Data Warehousing Essay Research Paper Contents1 Introduction2 (стр. 1 из 2)

Data Warehousing Essay, Research Paper

Contents

1. Introduction

2. What is a data warehouse

3. Past, Present and Future

4. Data Warehouses and Business Organisations

5. Conclusion

6. Bibliography

1.0 Introduction

In recent years, data warehousing has emerged as the primary method of analysing sales and marketing data for a competitive advantage. As the number of knowledge workers using the data warehouse/data mart grows and the amount of data increases daily, performance problems have become a major concern of both the Information Systems staff and the users.

Many options have been tried in an attempt to solve the performance problems – from bigger hardware to different software or database tuning and redesign using star schemas or snowflake data structures. However, all have limitations – either in functionality or in terms of cost – and their strengths are almost inevitably outstripped by users’ demands.

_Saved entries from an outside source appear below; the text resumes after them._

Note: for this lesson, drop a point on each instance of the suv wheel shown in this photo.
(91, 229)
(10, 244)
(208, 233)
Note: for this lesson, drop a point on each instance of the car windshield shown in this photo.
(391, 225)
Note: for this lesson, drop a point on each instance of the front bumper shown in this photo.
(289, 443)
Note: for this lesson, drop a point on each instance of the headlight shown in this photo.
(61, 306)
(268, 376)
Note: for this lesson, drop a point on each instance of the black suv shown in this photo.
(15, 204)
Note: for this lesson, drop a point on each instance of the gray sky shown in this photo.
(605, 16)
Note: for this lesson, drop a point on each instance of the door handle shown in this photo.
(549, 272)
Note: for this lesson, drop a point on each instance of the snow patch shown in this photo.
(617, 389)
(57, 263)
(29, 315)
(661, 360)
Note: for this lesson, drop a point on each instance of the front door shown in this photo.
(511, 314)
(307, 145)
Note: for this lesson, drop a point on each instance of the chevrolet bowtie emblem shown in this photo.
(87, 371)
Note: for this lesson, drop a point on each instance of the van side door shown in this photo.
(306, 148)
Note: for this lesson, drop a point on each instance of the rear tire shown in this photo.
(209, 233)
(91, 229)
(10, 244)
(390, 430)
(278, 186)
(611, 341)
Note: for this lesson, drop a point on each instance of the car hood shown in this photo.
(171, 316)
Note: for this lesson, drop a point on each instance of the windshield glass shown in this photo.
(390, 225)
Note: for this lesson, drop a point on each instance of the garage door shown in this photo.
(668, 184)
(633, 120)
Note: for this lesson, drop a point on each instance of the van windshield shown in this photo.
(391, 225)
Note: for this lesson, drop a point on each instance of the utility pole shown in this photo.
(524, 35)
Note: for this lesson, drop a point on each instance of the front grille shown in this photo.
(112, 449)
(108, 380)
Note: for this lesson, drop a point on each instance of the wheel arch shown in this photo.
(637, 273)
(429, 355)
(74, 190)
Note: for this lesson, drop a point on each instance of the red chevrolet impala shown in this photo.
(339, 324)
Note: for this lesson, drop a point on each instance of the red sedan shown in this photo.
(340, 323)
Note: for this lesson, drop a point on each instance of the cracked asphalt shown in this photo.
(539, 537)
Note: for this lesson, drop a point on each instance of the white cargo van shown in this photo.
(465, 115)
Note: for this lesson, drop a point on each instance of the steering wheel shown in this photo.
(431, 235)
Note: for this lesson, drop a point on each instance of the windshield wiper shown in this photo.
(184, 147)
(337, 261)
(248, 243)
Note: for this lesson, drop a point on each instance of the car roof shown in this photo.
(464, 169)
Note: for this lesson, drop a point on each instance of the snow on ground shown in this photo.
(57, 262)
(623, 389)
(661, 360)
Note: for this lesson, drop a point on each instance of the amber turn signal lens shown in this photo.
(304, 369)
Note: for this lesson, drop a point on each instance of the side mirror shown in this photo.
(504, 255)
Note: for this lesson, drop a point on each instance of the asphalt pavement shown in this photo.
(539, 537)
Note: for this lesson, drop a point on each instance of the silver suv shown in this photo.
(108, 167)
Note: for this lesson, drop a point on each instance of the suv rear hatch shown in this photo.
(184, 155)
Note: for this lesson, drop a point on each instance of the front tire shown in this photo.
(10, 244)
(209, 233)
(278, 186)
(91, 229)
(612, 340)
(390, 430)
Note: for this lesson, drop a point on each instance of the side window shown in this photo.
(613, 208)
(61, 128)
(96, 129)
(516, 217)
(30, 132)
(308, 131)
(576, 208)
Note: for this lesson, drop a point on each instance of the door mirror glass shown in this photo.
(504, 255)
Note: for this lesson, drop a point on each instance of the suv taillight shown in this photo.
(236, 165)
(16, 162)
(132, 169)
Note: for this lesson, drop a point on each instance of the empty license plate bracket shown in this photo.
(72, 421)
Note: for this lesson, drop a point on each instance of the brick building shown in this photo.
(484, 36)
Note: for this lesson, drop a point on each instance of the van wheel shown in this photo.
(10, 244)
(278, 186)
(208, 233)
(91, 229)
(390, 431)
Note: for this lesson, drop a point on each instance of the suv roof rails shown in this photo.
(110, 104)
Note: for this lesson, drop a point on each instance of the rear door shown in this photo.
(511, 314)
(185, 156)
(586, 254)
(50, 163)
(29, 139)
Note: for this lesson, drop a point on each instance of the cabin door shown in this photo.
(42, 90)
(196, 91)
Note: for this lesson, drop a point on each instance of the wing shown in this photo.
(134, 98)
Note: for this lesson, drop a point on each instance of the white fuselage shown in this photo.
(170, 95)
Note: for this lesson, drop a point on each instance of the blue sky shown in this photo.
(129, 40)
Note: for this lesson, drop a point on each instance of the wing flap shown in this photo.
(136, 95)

During the past three years, data warehousing has emerged as one of the hottest trends in information technology for corporations seeking to utilise the massive amounts of data they are accumulating.

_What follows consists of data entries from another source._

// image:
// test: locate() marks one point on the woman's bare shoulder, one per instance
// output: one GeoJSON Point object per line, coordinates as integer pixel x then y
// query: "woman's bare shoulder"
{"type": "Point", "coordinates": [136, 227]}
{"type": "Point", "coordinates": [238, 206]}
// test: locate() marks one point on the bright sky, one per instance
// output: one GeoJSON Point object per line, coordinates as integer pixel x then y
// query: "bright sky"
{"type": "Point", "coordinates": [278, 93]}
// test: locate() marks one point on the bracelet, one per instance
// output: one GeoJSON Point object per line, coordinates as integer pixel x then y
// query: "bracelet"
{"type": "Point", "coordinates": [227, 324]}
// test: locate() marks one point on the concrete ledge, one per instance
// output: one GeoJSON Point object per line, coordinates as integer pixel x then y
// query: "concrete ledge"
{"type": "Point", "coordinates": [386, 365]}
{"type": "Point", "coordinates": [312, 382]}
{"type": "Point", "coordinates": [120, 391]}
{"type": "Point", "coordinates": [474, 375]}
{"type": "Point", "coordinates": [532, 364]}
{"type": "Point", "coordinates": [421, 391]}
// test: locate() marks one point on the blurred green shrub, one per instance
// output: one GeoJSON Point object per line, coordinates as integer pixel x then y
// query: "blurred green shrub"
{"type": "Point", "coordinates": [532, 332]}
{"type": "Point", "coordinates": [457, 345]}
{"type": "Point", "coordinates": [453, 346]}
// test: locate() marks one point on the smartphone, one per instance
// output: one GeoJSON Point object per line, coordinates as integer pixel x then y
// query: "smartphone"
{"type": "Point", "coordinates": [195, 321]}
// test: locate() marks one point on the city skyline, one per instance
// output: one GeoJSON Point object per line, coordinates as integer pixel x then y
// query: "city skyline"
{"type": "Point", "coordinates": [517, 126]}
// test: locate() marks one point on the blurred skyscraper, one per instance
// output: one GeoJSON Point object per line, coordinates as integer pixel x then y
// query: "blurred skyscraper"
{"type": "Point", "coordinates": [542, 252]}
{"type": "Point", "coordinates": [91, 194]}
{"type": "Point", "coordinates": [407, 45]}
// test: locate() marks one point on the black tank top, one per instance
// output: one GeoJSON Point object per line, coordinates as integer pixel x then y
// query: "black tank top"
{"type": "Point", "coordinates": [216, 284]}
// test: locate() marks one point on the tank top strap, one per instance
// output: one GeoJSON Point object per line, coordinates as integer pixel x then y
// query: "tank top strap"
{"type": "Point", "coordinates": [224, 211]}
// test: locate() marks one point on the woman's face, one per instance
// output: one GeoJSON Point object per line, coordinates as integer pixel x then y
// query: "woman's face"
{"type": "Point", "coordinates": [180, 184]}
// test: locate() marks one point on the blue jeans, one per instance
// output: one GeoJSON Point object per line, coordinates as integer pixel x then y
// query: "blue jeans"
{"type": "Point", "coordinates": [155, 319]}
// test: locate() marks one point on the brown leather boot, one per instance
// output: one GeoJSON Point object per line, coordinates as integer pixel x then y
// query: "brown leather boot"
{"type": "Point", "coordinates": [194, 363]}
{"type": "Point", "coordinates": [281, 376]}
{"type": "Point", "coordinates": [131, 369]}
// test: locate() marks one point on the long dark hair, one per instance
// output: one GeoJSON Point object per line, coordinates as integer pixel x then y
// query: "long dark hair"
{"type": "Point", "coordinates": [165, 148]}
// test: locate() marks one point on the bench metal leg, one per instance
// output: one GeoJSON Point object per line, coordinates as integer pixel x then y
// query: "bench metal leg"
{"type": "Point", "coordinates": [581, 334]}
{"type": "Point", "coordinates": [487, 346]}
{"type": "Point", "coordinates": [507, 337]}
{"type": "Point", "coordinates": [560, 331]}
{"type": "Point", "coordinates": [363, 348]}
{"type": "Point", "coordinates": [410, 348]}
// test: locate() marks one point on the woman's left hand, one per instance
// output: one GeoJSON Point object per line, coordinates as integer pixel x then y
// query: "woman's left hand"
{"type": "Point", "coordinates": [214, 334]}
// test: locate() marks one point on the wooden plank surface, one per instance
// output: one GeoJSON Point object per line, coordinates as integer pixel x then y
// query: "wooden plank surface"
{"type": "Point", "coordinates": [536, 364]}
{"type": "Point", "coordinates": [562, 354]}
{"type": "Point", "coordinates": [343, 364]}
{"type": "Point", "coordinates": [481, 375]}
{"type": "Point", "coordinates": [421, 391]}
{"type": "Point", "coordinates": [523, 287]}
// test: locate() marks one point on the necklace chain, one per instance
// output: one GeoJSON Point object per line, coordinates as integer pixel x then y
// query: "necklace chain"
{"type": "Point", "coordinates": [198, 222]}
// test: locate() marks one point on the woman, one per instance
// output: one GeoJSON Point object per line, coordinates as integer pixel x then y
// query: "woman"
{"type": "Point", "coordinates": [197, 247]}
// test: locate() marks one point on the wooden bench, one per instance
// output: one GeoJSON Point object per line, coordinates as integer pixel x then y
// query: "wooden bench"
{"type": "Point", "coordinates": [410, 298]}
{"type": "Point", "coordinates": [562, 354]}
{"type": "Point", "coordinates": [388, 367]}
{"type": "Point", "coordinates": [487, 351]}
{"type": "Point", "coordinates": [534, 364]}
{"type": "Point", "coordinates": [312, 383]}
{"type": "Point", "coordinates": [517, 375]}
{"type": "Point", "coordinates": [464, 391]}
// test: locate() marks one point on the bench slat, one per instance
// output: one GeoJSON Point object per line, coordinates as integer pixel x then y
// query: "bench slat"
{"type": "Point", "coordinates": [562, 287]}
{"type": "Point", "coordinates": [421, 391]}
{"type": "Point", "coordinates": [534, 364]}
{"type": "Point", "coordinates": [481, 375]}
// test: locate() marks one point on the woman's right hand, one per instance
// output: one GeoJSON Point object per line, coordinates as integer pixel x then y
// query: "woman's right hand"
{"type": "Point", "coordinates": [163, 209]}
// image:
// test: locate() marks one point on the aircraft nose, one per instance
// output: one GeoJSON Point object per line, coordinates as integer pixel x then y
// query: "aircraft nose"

Managers from all business disciplines want enterprise wide information access, as well as the ability to manipulate and analyse information that the company has gathered for a single purpose, to make more intelligent business decisions. Whether to increase customer value, identify new markets or improve the management of the firm’s assets, the data warehouse promises to deliver the information necessary to accomplish these tasks quickly and efficiently.

This report entails various aspects of Data Warehousing, ranging from a clear and concise definition of its working system through to its operational environment. It discusses its implications and effects on internal and external interaction. I have presented my finding with the backing of some actual case studies and elaborated upon the evolution, the current state and what the future holds for Data Warehousing.

The report is summarised by a final conclusion.

2.0 What is a Data Warehouse

Data warehouse is the center of the architecture for information systems in the 1990s. Data warehouse supports informational processing by providing a solid platform of integrated, historical data from which to do analysis. Data warehouse provides the facility for integration in a world of unintegrated application systems. Data warehouse is achieved in a step-at-a-time fashion. Data warehouse organises and stores the data needed for informational, analytical processing over a long historical time perspective.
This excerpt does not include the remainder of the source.